Plusieurs mois plus tard, en plein entraînement, j’appris de la bouche du directeur qu’une personne cherchant à m’adopter souhaitait me rendre visite. Ces affirmations attisèrent d’emblée ma curiosité. Non pas que j’étais ravi qu’une personne avait l’intention de m’adopter… mais je n’avais qu’une seule envie : quitter cette prison pour enfants, et ne plus avoir à supporter les cris et les pleurs de ces gosses malheureux, qui me rappelèrent sans cesse mes propres souffrances. Ce fut les raisons qui m’ont poussé à accepter de rencontrer cette personne, sur le champ.

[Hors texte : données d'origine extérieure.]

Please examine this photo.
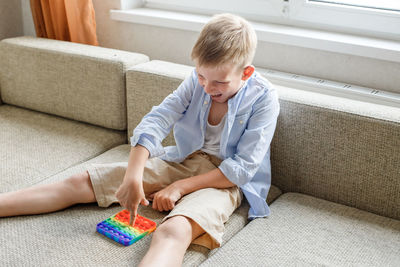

Le directeur m’emmena donc à l’accueil de l’orphelinat, endroit où je vis cette femme pour la première fois. Une toute jeune femme blonde aux yeux bleus, avec des cheveux très courts… Je ne lui donnais même pas vingt ans. Je pouvais déceler, dans son regard et sur son visage, une certaine émotion… alors qu’elle ne m’avait jamais rencontré. Connaissait-elle mon histoire, et voulait-elle m’adopter pour cela ? Ou avait-elle un parent tué dans l’incendie du village ? Je ne tardais pas à obtenir réponse à mes quelques interrogations :
« Es-tu le petit Rafael ?
- Et alors ?
- Bonjour mon petit… Mon nom est Héléna… Je suis… Je suis ravie de faire ta connaissance… »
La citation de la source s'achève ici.